Les forces armées de la Grèce et de la Turquie sont en état de préparation au combat et les exercices militaires utilisant une véritable puissance de feu sont devenus très fréquents. Dans les médias des deux pays, il y a un défilé quotidien d’officiers vétérans et d’«intellectuels» nationalistes, qui tentent de formater l’opinion des populations des deux côtés de la mer Égée à la perspective paranoïaque d’une guerre totale.

Dans cette situation, la possibilité d’un «incident chaud» (c’est-à-dire un affrontement militaire bref et limité) constitue désormais une menace immédiate – soit comme un «accident», soit comme une «escalade» volontaire de part et d’autre. Le pire est la prolifération des voix en Grèce qui affirment qu’en cas d’«incident chaud», nous devrions éviter une politique de retenue et opter pour une généralisation fougueuse de la guerre «jusqu’à la victoire».

L’alliance internationale qui, pendant la guerre froide, était connue sous le nom de «camp occidental» a pris parti en faveur de la Grèce. Dans ses rangs, il existe différents niveaux de volonté d’affrontement direct avec la Turquie, mais il ne fait aucun doute que ces forces soutiennent les principales positions de l’État grec dans sa compétition avec la Turquie.

Les États-Unis, sous la direction de Donald Trump, ont signé l’accord pour une mise à niveau stratégique de la coopération militaire avec la Grèce. Cet accord prévoit une modernisation de la base militaire américaine de Souda (Crète) et l’établissement de nouvelles bases militaires de l’OTAN et des États-Unis en Grèce continentale. Selon le Département d’État, les États-Unis considèrent l’État grec comme un pilier stratégique dans l’«arc d’endiguement» contre la Russie et la Chine en Méditerranée orientale.
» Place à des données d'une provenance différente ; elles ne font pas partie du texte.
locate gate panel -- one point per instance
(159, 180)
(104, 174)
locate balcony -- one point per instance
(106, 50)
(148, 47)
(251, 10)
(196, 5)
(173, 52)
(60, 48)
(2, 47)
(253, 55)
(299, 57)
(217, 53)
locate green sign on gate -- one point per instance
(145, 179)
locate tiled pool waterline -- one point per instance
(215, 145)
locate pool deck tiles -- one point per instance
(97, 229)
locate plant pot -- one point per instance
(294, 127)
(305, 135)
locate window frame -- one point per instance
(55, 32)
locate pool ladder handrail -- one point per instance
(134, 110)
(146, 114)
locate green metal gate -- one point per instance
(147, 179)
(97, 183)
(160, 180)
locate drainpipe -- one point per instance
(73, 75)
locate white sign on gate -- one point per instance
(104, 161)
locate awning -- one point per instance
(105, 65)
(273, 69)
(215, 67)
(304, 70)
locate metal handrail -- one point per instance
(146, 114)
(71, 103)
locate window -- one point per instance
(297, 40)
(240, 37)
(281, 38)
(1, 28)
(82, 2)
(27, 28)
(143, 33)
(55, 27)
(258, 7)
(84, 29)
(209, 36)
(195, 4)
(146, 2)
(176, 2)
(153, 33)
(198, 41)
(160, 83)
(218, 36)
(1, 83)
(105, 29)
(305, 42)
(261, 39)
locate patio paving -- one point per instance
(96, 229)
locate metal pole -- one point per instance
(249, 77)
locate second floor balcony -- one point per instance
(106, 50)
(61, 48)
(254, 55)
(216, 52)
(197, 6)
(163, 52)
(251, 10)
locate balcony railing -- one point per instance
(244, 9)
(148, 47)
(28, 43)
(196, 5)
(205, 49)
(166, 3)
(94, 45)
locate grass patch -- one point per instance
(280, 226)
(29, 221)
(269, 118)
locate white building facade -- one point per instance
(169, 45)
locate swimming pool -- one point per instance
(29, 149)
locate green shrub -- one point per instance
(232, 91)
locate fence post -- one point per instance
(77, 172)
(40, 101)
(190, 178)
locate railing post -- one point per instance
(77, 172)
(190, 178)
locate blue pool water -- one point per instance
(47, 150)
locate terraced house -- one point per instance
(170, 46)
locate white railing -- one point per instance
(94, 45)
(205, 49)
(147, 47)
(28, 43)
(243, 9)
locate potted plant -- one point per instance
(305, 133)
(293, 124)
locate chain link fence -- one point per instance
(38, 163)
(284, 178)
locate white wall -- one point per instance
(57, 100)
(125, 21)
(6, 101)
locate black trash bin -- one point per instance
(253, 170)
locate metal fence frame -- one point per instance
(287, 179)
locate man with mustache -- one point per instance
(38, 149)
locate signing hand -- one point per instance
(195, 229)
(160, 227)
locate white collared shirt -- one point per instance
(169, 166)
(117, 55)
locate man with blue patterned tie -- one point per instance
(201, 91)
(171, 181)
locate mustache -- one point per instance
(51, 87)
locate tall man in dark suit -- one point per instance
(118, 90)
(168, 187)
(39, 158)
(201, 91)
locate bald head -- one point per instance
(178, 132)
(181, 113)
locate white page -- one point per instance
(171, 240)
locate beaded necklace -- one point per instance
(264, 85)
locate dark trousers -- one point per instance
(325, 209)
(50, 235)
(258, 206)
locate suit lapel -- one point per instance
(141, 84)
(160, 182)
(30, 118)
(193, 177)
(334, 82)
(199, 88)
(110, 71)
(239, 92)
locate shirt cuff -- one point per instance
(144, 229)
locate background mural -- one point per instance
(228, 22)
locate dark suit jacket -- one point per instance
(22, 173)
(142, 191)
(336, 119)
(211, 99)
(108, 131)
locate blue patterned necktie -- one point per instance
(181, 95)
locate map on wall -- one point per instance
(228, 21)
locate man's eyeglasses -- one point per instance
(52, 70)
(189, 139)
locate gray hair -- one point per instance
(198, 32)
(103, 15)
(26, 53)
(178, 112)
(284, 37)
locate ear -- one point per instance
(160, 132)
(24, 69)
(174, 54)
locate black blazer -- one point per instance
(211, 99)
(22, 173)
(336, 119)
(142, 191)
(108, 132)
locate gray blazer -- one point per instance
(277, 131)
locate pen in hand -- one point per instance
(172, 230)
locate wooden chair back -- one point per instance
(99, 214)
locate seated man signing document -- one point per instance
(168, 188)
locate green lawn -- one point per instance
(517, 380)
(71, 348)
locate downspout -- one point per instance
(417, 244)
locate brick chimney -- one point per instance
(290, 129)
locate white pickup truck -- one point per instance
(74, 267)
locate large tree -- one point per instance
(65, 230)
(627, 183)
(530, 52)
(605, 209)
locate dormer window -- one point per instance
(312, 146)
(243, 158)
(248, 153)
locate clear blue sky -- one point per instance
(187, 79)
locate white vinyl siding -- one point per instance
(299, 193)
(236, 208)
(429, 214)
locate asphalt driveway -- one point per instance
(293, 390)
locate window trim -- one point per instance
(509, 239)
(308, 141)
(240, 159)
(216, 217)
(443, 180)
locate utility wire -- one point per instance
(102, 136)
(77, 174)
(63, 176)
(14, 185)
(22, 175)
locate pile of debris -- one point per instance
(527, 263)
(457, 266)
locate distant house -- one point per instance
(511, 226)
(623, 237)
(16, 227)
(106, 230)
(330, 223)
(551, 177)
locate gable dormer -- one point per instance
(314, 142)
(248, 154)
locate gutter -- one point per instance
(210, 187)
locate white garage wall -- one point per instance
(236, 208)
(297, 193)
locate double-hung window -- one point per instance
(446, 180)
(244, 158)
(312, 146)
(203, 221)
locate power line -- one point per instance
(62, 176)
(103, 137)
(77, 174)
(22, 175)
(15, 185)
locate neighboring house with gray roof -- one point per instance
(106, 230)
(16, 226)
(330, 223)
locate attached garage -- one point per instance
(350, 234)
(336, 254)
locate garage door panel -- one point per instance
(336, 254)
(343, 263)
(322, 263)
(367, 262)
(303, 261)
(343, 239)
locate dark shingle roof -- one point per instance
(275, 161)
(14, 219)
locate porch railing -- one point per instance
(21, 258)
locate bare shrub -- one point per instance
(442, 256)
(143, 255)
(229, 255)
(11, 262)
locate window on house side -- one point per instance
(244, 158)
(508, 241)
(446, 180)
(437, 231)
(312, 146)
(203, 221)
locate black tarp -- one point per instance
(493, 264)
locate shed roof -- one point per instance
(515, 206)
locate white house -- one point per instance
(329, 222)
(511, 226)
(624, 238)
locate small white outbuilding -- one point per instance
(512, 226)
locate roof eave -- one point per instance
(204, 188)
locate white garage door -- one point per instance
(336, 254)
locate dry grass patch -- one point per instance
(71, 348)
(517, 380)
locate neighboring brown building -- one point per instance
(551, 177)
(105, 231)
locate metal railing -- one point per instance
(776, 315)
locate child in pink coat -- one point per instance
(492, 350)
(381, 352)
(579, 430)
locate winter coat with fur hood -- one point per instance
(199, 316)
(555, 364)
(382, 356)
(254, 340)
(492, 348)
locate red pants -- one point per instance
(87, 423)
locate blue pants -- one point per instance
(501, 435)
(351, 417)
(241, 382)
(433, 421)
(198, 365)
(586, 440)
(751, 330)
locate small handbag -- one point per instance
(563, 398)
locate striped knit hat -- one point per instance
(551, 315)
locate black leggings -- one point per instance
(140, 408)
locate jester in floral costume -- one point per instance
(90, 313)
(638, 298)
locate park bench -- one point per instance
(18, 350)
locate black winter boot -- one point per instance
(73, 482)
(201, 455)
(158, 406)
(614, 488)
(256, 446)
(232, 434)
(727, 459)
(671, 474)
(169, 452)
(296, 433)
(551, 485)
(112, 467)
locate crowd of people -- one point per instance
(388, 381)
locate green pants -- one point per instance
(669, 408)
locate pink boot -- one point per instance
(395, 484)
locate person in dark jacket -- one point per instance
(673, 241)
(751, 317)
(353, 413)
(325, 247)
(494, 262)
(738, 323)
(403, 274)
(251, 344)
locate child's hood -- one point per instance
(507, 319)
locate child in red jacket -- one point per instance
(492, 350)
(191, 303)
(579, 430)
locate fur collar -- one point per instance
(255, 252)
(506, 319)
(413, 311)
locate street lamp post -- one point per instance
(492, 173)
L’ambassadeur américain très expérimenté et «hyperactif» à Athènes, Geoffrey Pyatt, a également fait cette affirmation à plusieurs reprises lors d’interventions publiques.

Il est impressionnant de constater que la signature de cet accord et la convergence générale avec la politique états-unienne ont été orchestrées déjà par le gouvernement d’Alexis Tsipras, en accord total avec le parti de droite la Nouvelle Démocratie.

L’Union européenne intensifie sa pression sur la Turquie, avertissant Erdogan que lors du prochain sommet du Conseil européen – les 24 et 25 septembre – elle pourrait décider de sanctions économiques et diplomatiques sérieuses à son encontre.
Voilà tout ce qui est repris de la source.